Format: Step-by-step reproduction with commands and evidence snippets.
Note: This document presents an investigative workflow that extracts all seven required flags from the supplied capture.pcap.

Overview

This capture contains HTTP traffic interacting with a LangFlow instance hosted at ai.watchtower.htb:7860. The attacker abuses an unauthenticated code-validation endpoint to submit compressed-and-encoded Python code which is executed server-side. The executed payload runs commands (whoami, id, env) and injects a reverse shell line into a user shell file. Environment variables in responses reveal the Postgres connection string and the host name.

This writeup walks through extracting all of that information from capture.pcap with common forensic tools and lightweight text processing.

Files used

  • capture.pcap — the pcap provided for the challenge.

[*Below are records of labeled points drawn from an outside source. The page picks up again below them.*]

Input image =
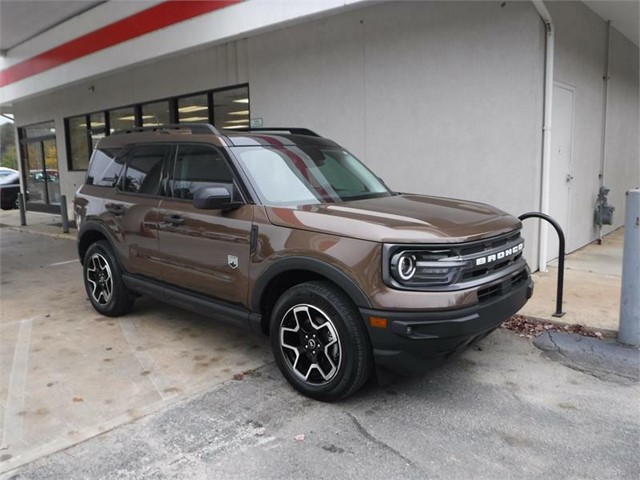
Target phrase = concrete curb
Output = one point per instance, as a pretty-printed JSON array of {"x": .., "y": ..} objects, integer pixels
[
  {"x": 606, "y": 332},
  {"x": 67, "y": 236}
]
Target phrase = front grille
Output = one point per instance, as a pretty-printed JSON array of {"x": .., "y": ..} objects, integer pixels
[
  {"x": 502, "y": 288},
  {"x": 456, "y": 266}
]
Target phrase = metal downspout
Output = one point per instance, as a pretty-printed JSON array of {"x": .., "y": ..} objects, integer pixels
[
  {"x": 605, "y": 95},
  {"x": 546, "y": 129}
]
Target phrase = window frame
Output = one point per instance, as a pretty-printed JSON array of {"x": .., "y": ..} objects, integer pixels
[
  {"x": 163, "y": 172},
  {"x": 237, "y": 180},
  {"x": 137, "y": 111}
]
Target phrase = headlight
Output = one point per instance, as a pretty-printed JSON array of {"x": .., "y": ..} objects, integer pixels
[
  {"x": 403, "y": 266},
  {"x": 411, "y": 268}
]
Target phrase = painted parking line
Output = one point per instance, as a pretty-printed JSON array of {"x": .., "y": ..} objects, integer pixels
[
  {"x": 62, "y": 263},
  {"x": 155, "y": 376},
  {"x": 13, "y": 421}
]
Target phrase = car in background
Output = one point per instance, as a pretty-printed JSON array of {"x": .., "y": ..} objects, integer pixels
[{"x": 9, "y": 188}]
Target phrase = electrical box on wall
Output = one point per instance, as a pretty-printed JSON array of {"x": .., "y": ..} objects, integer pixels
[{"x": 604, "y": 211}]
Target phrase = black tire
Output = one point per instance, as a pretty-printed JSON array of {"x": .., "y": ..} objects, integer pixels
[
  {"x": 319, "y": 341},
  {"x": 103, "y": 281}
]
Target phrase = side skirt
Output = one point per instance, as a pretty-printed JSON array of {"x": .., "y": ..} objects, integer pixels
[{"x": 219, "y": 310}]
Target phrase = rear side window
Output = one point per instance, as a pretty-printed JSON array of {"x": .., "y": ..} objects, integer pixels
[
  {"x": 197, "y": 166},
  {"x": 105, "y": 167},
  {"x": 144, "y": 169}
]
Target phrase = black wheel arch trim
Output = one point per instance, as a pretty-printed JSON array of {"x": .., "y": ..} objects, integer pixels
[
  {"x": 312, "y": 265},
  {"x": 93, "y": 226}
]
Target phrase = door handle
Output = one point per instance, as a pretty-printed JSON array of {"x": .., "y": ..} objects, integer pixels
[
  {"x": 174, "y": 219},
  {"x": 115, "y": 208}
]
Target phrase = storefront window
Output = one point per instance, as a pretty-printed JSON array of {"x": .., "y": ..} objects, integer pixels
[
  {"x": 193, "y": 109},
  {"x": 231, "y": 108},
  {"x": 155, "y": 114},
  {"x": 122, "y": 119},
  {"x": 41, "y": 130},
  {"x": 98, "y": 128},
  {"x": 78, "y": 143}
]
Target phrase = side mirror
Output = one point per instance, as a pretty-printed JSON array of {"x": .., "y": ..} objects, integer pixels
[{"x": 214, "y": 198}]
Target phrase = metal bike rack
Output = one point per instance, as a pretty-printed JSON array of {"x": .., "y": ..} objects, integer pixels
[{"x": 560, "y": 286}]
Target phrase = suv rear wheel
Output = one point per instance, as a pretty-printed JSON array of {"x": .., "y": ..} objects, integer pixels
[
  {"x": 103, "y": 281},
  {"x": 319, "y": 342}
]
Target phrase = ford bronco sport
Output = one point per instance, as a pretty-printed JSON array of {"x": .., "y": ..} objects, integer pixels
[{"x": 286, "y": 233}]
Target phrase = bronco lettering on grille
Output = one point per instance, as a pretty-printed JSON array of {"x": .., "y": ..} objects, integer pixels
[{"x": 494, "y": 257}]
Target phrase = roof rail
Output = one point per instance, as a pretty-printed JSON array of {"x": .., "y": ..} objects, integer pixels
[
  {"x": 195, "y": 128},
  {"x": 292, "y": 130}
]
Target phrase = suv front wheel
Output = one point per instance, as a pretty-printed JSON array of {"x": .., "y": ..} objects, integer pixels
[
  {"x": 103, "y": 281},
  {"x": 319, "y": 341}
]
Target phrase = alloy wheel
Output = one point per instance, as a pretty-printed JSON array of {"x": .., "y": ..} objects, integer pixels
[
  {"x": 100, "y": 279},
  {"x": 310, "y": 344}
]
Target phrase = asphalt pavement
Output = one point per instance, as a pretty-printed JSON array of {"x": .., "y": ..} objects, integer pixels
[
  {"x": 161, "y": 393},
  {"x": 501, "y": 410}
]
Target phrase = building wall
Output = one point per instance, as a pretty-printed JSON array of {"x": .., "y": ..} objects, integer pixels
[
  {"x": 441, "y": 98},
  {"x": 580, "y": 57},
  {"x": 438, "y": 98},
  {"x": 203, "y": 69},
  {"x": 622, "y": 154}
]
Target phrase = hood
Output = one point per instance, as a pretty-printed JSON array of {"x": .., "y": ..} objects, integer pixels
[{"x": 399, "y": 219}]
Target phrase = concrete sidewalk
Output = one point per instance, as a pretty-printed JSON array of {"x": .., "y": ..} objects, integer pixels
[
  {"x": 592, "y": 282},
  {"x": 38, "y": 223}
]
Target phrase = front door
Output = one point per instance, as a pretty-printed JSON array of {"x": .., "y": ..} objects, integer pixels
[
  {"x": 131, "y": 209},
  {"x": 40, "y": 167},
  {"x": 204, "y": 251},
  {"x": 561, "y": 164}
]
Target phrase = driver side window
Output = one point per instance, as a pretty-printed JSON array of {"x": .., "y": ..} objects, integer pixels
[{"x": 197, "y": 166}]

Place capture.pcap in your working directory.

Workflow (step-by-step)

All commands assume a Unix-like shell. Adjust paths/names as needed.

1) Inspect the pcap file type and size

file capture.pcap
ls -lh capture.pcap

You should see pcap capture file and file size ~30 KB (depends on the provided capture).

2) Extract readable ASCII blocks quickly

When Wireshark/tshark is not available, strings is a fast way to extract the HTTP payloads:

strings -n 6 capture.pcap > pcap.strings.txt
less pcap.strings.txt

Look for GET/POST lines and /api/v1 strings.

3) Find requests to the suspicious endpoint

Search for occurrences of /api/v1/validate/code:

grep -n "/api/v1/validate/code" -n pcap.strings.txt || grep -n "/api/v1" pcap.strings.txt

You will see several POST entries that look like:

POST /api/v1/validate/code HTTP/1.1
Host: ai.watchtower.htb:7860
...
{"code": "....base64/zlib-ish payload...."}

These payloads are the attacker-supplied code.

4) Extract JSON payloads into separate files for analysis

We can extract the JSON {"code": "..."} blocks using awk/sed/perl. Example using perl:

perl -0777 -ne 'while(/(\{"code":\s*".*?"\})/sg){print "$1

";}' pcap.strings.txt > extracted_code_blocks.json
less extracted_code_blocks.json

You should get 2–4 JSON snippets containing an encoded code string.

5) Identify base64-like blobs inside the code value

The code value typically contains a Python expression that calls zlib.decompress on a base64-decoded blob. Extract long base64-like strings (40+ chars) with grep/pcregrep:

grep -oE '[A-Za-z0-9+/=]{40,}' extracted_code_blocks.json > possible_b64.txt
less possible_b64.txt

Review the candidates — we want to base64-decode then zlib-decompress them.